Le magazine underground qui a déclenché le plus long procès pour obscénité de l'histoire britannique

À la soirée du réveillon du Nouvel An en 1969, le journaliste australien Richard Neville s’est tourné vers son OZ le co-éditeur du magazine Jim Anderson et s’inquiétait à voix haute qu’il devenait vieux et ennuyeux. Cela a dû sembler tout à fait insignifiant à l'époque.

Moins de six semaines plus tard, toutefois, dans l'édition de février 1970 du magazine, les rédacteurs en chef ont placé une petite annonce dans ses dernières pages. “Certains d’entre nous à OZ se sentent vieux et ennuyeux », a-t-il commencé,« alors nous invitons tous nos lecteurs âgés de moins de 18 ans à venir éditer le numéro d'avril. »Les candidatures peuvent être individuelles ou en groupe, et les participants choisis ne seraient pas payés. Au lieu de cela, les rédacteurs ont écrit: «Vous bénéficierez d’une liberté éditoriale presque complète.. OZ le personnel apportera son aide à titre purement administratif. "

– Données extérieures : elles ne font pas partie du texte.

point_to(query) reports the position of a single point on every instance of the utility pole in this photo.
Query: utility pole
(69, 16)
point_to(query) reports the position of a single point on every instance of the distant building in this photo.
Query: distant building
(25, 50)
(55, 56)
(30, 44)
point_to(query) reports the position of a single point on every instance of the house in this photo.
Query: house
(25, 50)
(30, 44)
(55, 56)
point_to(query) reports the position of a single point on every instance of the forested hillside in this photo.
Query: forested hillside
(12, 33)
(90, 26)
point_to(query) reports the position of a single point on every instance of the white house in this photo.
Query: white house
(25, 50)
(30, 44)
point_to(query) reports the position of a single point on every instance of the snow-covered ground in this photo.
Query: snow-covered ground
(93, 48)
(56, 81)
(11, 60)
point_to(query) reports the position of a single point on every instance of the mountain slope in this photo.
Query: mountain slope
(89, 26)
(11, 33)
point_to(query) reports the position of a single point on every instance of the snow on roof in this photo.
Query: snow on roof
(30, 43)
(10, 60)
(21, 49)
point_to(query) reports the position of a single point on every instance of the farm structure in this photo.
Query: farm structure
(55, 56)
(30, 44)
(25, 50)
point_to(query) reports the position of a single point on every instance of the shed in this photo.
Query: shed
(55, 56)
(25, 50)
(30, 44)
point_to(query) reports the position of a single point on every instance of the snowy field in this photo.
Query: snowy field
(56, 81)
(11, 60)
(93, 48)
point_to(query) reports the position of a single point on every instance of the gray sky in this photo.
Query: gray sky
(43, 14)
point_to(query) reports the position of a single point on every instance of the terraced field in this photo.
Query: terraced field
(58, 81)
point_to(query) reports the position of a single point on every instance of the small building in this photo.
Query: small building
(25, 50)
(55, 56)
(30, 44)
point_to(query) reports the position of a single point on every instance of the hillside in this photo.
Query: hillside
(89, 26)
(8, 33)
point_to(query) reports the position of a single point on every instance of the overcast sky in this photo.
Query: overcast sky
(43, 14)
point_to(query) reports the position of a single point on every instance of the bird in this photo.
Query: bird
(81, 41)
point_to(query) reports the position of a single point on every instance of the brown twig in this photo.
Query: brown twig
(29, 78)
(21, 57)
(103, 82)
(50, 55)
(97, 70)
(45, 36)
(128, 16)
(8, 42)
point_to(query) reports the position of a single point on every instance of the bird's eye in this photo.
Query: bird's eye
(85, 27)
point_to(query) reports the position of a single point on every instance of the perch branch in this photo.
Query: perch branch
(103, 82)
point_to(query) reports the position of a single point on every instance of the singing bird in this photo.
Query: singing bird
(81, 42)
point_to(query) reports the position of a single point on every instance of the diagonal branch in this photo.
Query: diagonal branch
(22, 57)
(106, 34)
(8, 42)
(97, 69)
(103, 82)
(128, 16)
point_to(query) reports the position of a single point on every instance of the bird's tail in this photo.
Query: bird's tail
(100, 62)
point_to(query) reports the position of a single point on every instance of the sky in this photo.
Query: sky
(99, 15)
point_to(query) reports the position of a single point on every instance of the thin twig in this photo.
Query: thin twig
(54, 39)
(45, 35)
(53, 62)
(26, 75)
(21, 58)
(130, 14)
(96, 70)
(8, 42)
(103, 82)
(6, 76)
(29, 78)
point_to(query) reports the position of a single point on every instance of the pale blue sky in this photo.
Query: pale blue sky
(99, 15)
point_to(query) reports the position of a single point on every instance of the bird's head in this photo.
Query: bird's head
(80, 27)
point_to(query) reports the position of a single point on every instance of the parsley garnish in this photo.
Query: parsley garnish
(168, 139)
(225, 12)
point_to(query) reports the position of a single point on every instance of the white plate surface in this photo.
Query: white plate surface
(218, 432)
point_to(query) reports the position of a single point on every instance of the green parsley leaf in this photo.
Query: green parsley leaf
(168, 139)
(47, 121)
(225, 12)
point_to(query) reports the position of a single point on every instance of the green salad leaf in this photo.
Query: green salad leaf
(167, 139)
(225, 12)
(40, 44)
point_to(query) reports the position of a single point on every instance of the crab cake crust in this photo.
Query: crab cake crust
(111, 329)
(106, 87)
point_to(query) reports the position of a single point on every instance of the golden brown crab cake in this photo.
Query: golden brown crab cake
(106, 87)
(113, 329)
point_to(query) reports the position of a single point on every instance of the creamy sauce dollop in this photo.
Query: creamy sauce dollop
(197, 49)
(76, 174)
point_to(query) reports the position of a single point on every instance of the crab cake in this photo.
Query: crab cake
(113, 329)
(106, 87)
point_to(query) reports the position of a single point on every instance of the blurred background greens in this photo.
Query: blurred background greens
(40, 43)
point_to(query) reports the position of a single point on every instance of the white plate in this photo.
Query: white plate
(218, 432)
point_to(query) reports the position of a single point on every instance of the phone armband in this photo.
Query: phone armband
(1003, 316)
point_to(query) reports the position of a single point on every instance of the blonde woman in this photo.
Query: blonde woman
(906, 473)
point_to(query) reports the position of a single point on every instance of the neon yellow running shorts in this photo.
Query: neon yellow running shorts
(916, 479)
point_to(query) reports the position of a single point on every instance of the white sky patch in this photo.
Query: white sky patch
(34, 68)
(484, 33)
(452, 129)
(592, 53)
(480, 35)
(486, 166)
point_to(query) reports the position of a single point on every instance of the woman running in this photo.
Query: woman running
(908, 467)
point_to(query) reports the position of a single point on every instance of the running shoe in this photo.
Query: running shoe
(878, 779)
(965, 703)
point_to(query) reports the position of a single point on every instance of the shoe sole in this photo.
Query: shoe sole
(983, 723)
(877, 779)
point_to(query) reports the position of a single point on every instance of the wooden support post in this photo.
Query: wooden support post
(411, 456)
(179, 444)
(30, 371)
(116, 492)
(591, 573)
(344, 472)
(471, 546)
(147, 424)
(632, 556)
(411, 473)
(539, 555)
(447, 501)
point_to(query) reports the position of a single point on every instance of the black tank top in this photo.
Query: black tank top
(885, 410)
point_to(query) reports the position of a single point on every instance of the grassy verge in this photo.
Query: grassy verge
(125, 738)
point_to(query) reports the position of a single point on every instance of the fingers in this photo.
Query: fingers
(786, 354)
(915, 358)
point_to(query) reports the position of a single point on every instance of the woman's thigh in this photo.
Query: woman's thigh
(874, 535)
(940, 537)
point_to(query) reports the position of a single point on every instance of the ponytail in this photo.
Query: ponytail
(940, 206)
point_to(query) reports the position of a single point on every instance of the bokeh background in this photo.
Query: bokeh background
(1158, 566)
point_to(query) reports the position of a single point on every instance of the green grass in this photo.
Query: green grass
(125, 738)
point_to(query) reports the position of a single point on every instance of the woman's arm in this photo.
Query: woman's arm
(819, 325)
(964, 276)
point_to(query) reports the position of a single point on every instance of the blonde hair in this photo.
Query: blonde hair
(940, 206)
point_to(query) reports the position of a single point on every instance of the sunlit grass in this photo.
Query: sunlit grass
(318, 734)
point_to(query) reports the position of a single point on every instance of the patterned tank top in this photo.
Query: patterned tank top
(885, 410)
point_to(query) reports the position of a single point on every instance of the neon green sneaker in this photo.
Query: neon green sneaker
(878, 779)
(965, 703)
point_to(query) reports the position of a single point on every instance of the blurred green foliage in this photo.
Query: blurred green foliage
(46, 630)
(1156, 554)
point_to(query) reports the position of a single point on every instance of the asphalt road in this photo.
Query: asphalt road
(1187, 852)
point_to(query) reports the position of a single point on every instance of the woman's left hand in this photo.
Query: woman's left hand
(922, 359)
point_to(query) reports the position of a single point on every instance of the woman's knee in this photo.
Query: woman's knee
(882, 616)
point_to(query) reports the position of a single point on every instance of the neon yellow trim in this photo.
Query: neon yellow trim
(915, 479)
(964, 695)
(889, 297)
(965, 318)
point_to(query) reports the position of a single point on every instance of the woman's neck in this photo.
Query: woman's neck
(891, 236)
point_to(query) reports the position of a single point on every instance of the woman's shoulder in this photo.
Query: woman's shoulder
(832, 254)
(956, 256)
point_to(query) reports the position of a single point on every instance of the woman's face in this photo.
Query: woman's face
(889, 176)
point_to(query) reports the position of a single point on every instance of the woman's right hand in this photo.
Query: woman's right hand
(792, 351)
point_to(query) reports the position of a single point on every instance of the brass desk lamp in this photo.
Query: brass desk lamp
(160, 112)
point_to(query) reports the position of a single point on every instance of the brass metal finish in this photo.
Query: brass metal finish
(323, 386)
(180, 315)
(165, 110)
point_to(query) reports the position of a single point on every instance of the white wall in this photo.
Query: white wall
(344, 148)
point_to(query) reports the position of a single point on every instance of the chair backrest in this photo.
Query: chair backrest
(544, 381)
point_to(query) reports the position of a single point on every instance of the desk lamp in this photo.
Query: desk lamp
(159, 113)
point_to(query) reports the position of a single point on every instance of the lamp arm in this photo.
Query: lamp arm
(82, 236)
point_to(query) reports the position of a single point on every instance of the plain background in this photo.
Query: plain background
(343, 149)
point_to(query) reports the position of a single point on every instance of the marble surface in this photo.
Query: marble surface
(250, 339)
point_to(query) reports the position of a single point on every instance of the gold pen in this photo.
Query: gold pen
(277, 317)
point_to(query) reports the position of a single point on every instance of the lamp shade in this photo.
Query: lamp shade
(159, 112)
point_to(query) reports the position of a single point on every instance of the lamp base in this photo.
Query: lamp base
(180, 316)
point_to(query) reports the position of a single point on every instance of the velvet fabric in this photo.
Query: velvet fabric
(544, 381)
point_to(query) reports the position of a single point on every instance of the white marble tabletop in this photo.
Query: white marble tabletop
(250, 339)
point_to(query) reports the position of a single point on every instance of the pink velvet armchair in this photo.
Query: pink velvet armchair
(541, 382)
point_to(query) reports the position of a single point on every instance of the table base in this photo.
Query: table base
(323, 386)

Un peu plus d’un an plus tard, l’émission de OZ déclencherait le plus long procès d’obscénité de l’histoire de la Grande-Bretagne et un cas historique dans l’histoire de la contre-culture. En l'espace de quelques mois, des centaines de lettres ont été envoyées à des journaux britanniques se disputant l'affaire, ainsi que plusieurs centimètres d'espace entre colonnes occupées par des commentateurs aguerris. Le ressentiment entre deux générations était monté à la tête. le OZ procès est devenu l'emblème de cet affrontement culturel.

Le premier numéro de British OZ magazine. Domaine public

OZ magazine a commencé à Sydney, en Australie, avec Neville. Là-bas, ses co-rédacteurs et lui-même ont été accusés à deux reprises d'avoir imprimé une publication obscène. En septembre 1966, il vint à Londres sans projet de le ressusciter. Mais, at-il dit dans l'histoire orale de Jonathon Green, Jours dans la vie: les voix du métro anglais, «J'ai senti qu'il y avait un substrat d'irritation sincère avec la société. Il n'y avait aucun accès au rock'n'roll, la radio pirate avait disparu, les femmes ne pouvaient pas se faire avorter. "Surtout, il remarqua le manque de presse clandestine:" C'était à nouveau quelque chose qui ressemblait à un autre morceau puritain répressif comportement que l'on voulait combattre. "

Que ce soit comme réponse à ceci ou comme appel rassembleur contre la société, le premier numéro de British OZ a été publié en janvier 1967. Ses 24 pages comprenaient une nécrologie du «roman», une rubrique expliquant pourquoi il y avait tant de pénis dans la pornographie américaine, et une bande dessinée intitulée Le tournant assez incroyable de Mervyn Lymp, greffier extraordinaire de la banque. (À ce moment-là, «allumer» signifiait ouvrir l'esprit, généralement, mais pas nécessairement, en prenant des drogues.)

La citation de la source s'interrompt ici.